His quick, pale eyes noted the minute change in her expression. “You don’t like me,” he said.

“That isn’t true,” she said. “It’s just that you’re different from anyone I know.”

“Different better or different worse?”

“I don’t know,” she said.

He nodded gravely. “I abide the question,” he said. “Drink up. Here comes another bottle of wine.”

Somehow, they had gone through the whole bottle of wine and they hadn’t reached the main course yet. The headwaiter gave them fresh glasses and there was the ceremony of tasting once more. The wine had flushed her face and throat. The conversation in the rest of the restaurant seemed to have receded and came to her ears now in a regular, reassuring rhythm, like the sound of distant surf. She suddenly felt at home in the polished old room and she laughed aloud.

“Why are you laughing?” Boylan asked suspiciously.

“Because I’m here,” she said, “and I could be so many other places instead.”

“You must drink more often,” he said. “Wine becomes you.” He reached over and patted her hand. His hand was dry and firm on her skin. “You’re beautiful, pet, beautiful, beautiful.”

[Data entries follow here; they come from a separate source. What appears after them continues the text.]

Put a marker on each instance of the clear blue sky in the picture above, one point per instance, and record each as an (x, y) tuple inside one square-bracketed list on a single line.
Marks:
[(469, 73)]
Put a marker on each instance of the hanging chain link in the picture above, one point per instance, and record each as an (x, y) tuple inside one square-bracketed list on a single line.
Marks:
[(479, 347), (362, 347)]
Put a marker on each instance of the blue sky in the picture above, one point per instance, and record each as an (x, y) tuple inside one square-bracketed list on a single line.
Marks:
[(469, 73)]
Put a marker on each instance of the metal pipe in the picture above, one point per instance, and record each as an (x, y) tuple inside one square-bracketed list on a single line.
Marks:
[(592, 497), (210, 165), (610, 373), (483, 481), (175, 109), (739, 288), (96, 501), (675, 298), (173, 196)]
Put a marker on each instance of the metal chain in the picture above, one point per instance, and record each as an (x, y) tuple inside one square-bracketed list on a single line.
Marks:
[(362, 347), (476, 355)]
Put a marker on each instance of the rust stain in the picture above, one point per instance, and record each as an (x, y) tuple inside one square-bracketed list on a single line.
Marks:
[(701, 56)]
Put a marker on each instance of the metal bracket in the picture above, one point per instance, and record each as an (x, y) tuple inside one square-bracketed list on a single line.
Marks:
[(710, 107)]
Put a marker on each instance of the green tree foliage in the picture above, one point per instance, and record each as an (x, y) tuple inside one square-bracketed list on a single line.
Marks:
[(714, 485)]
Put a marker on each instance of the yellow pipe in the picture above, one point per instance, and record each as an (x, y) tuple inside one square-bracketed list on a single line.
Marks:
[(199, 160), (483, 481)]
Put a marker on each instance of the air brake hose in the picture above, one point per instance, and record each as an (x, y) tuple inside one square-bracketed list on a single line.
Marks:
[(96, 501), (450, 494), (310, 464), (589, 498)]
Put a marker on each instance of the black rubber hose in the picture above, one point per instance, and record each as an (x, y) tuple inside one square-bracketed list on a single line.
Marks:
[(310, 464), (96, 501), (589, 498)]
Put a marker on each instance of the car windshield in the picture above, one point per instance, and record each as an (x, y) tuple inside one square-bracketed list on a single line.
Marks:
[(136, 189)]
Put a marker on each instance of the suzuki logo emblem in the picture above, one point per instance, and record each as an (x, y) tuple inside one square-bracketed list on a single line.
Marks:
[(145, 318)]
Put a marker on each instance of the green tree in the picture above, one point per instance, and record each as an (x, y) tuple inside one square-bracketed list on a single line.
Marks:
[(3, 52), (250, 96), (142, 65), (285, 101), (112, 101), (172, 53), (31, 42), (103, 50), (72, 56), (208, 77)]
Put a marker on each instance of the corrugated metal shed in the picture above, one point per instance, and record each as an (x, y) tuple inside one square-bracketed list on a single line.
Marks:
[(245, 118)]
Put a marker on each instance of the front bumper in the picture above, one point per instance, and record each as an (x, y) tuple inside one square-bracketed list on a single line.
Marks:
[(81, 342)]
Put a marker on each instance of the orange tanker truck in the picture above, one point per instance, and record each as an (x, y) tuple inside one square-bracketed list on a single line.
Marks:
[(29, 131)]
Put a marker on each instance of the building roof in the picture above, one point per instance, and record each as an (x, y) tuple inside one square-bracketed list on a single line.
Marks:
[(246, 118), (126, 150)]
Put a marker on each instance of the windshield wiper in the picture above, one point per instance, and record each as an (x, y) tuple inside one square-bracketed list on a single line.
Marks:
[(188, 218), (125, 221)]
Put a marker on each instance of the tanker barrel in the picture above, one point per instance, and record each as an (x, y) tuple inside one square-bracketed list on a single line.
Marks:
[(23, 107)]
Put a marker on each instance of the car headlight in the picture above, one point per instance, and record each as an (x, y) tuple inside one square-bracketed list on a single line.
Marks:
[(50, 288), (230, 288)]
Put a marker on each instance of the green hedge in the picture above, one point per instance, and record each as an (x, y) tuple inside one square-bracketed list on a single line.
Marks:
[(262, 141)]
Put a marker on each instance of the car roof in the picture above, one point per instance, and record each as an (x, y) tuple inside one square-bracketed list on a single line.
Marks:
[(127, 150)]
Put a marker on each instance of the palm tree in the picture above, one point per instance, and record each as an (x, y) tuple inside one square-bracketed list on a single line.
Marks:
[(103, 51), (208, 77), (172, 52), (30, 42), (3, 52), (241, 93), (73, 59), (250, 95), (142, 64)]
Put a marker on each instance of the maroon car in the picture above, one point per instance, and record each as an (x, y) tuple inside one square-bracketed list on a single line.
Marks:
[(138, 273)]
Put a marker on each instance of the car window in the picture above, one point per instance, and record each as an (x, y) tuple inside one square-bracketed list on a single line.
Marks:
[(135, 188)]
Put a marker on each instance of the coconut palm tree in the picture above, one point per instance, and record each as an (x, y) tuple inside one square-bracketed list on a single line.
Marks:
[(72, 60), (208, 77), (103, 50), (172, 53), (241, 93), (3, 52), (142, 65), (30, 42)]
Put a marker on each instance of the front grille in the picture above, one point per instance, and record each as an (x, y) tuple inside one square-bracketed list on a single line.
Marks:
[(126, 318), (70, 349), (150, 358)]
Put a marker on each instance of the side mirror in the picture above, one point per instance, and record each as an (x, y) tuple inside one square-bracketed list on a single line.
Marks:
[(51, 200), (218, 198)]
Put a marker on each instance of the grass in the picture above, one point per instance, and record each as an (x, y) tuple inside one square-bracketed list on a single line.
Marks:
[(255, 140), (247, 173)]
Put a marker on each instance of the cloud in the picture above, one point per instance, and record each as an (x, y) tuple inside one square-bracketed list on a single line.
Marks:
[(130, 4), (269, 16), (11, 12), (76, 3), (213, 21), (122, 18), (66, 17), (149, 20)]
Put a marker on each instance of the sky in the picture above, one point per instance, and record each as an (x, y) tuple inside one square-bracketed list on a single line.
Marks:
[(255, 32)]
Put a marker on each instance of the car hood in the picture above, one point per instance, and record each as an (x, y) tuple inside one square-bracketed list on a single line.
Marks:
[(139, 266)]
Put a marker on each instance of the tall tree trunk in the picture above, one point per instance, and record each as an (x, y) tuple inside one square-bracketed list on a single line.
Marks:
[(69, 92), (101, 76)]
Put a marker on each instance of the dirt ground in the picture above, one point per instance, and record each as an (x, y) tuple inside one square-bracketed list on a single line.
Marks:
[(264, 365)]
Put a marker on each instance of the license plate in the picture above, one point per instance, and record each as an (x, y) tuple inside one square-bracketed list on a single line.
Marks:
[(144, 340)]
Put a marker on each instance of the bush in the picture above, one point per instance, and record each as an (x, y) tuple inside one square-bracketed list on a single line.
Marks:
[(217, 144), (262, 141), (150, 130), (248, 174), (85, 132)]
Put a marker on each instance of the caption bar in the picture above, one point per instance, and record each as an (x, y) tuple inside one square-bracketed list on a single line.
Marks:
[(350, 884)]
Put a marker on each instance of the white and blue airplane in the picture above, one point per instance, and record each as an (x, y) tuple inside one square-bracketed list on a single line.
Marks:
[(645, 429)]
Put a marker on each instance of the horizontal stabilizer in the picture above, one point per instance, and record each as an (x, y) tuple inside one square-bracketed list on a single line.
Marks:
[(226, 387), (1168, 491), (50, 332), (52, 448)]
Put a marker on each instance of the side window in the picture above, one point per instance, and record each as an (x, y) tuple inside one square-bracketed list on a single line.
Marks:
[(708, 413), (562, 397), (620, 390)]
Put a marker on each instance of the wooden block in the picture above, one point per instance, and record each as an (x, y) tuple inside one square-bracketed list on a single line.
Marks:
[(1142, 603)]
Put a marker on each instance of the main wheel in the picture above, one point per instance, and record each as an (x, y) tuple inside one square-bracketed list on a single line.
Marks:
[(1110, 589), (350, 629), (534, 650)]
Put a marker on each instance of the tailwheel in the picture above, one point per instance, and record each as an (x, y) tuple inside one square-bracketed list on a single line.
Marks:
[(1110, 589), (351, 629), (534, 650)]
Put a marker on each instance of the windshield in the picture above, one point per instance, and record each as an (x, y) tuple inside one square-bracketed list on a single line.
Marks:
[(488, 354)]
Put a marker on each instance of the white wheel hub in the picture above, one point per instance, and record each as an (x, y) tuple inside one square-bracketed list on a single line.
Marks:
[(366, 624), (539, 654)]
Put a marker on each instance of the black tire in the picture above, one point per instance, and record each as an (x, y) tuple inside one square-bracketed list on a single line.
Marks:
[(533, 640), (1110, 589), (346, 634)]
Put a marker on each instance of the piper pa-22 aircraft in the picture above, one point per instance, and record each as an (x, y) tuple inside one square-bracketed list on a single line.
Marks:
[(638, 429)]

“I think so, too,” she said.

It was his turn to laugh.

“Today,” she said.

By the time the waiter brought their coffee she was drunk. She had never been drunk before in her life so she didn’t know that she was drunk. All she knew was that all colors were clearer, that the river below her was cobalt, that the sun lowering in the sky over the faraway western bluffs was of a heartbreaking gold. All the tastes in her mouth were like summertime and the man opposite her was not a stranger and her employer, but her best and most intimate friend, his fine, tanned face kindly and marvelously attentive, the occasional touch of his hand on hers of a welcome calm dryness, his laugh an accolade to her wit. She could tell him anything, her secrets were his.